BELLİ BİR SÜRE HIZLANDIRILMIŞ TRENE BİNMEYECEĞİM
YHT açılışıyla ilgili de konuşan Demirel, “12 yılda anca bitirebildiler. Nedense böyle şeyler hep seçim arifesine getiriliyor. Aman bir kurdele keselim diye, kurdeleyi kestiler ancak yolda kaldılar. Ben olsam Allah mecbur etmesin belli bir süre hızlandırılmış trene binmeyeceğim. İlk açılan trenden sonraki kazayı herkes hatırlıyor. Bedelini kim ödedi? Orada ölenler ve yaralananlar. Hızlandırılmış tren sadece Türkiye’de var onun da adına yüksek hızlı tren diyorlar. Şu güne yetiştirilsin diye yapılan bir proje var. Trenle ilgili olabileceklerin sorumluluğunu kim alıyor? Erzurum’da kayaklı atlama kuleleri 4 seneyi tamamlamadan çöktü. Gelişmiş ülkede bu hükümeti götürür. Bu çöküş bizi durdurmalıydı. Aslında bu çöküş hükümetin çöküşüdür” dedi.
AĞLAYAN KADINLAR PARTİSİ KURACAKLAR
Demirel, Başbakan Yardımcısı Bülent Arınç’ın kadınların kahkaha atmasıyla ilgili yaptığı açıklamalarla ilgili “Ağlayan kadınlar partisi kuracaklar.
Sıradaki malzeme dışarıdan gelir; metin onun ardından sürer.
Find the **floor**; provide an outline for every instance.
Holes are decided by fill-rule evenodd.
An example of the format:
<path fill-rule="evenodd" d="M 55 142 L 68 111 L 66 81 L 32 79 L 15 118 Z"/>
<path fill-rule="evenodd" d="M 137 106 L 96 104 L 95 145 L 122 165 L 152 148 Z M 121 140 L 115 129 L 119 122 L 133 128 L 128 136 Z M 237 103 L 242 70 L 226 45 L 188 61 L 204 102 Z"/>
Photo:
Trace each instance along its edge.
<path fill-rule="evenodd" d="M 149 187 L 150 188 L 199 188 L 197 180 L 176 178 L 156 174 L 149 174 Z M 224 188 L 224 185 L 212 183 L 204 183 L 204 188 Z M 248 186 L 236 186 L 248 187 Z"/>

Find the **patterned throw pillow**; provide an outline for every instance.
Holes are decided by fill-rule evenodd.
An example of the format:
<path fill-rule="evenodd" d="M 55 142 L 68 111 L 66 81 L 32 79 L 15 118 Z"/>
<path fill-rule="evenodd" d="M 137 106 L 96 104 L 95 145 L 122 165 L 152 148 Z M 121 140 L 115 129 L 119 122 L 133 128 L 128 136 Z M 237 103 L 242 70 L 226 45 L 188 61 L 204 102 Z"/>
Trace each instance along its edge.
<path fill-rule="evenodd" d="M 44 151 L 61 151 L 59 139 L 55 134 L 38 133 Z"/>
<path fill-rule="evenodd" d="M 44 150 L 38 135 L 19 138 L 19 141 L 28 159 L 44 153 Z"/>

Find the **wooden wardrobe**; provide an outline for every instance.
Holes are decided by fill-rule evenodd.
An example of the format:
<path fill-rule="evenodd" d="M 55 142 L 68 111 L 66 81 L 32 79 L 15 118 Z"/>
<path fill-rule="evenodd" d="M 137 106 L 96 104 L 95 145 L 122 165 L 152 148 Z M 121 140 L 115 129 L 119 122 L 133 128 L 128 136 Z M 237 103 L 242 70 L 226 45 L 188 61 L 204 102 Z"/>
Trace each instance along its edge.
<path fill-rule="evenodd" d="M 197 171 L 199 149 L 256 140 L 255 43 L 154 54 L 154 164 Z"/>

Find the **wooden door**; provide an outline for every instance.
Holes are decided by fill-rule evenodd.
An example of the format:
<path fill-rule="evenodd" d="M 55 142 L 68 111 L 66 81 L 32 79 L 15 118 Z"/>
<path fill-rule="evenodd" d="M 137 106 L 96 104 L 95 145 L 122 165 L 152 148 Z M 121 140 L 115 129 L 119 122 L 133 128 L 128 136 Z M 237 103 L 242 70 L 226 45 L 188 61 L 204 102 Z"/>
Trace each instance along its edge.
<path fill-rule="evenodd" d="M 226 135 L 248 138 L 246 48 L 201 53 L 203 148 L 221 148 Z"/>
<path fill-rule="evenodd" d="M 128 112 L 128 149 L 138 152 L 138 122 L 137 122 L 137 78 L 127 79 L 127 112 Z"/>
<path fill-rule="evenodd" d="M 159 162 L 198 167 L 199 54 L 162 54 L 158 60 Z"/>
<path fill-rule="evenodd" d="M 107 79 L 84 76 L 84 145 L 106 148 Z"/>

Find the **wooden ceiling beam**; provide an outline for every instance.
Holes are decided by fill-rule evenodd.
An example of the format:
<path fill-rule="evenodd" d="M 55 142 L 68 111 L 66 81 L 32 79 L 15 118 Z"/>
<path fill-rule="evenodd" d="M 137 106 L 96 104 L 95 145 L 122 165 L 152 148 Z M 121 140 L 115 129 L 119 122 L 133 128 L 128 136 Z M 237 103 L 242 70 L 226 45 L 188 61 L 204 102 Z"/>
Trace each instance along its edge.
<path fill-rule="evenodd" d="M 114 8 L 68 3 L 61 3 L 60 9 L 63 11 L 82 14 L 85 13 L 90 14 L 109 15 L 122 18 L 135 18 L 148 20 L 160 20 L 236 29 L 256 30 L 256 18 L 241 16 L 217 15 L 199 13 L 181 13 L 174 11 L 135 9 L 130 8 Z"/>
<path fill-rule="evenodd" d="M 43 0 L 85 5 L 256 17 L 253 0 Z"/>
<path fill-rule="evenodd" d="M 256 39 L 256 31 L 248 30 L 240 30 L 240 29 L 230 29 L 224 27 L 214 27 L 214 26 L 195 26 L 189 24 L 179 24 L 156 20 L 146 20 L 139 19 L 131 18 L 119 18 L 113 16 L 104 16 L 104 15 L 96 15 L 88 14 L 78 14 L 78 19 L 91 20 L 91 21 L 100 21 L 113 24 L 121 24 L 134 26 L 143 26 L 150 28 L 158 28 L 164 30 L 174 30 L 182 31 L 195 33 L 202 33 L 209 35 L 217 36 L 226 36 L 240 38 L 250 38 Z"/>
Analar ağlamasın diyorlardı baktılar anaların ağlaması bitmiyor artık kadınlar gülmesin. Valla onların demesiyle değil ben erkeklerinde ağlamamasını istiyorum ama beyefendi hep ağlıyor. Gözyaşlarıyla ünlüler. Türkiye’ye de kadın konusunda en az konuşması gereken parti mevcut bu ağlayan kadınlar partisini kurmak üzere olan kişiler. Yüzümüzü güldürecek bir şey yapmadılar ki herkes ağlıyor. Önce insana insan demeyi öğrensek, cinsiyetler sıfat olmamalı. Kadının kaç tane çocuk doğuracağını konuşuyorlar ancak sağlıkta geriye gidiyoruz bunu kimse görmüyor. Tecavüzleri önleyemiyorlar ama kürtaj yapılmasın diyorlar. Bütün gün tüketin harcayın diyerek reklam yapıyorlar, kırmızı ruju sürme diyorlar. Eğitim, sağlık, istihdam, çocuk yaştaki kızların evlendirilmesi, çocuk mahkemeleri, çocuk hapishaneleri var. Zaten gülecek halimiz mi kalmış bunların yaptığından ötürü. Bu ülkede zaten yüz güldürecek bir şey yapmadılar ki, biz her gün ağlıyoruz. Kimimiz dışarıdan timsah gözyaşı dökerek ağlıyor, biz içimizden ağlıyoruz” dedi.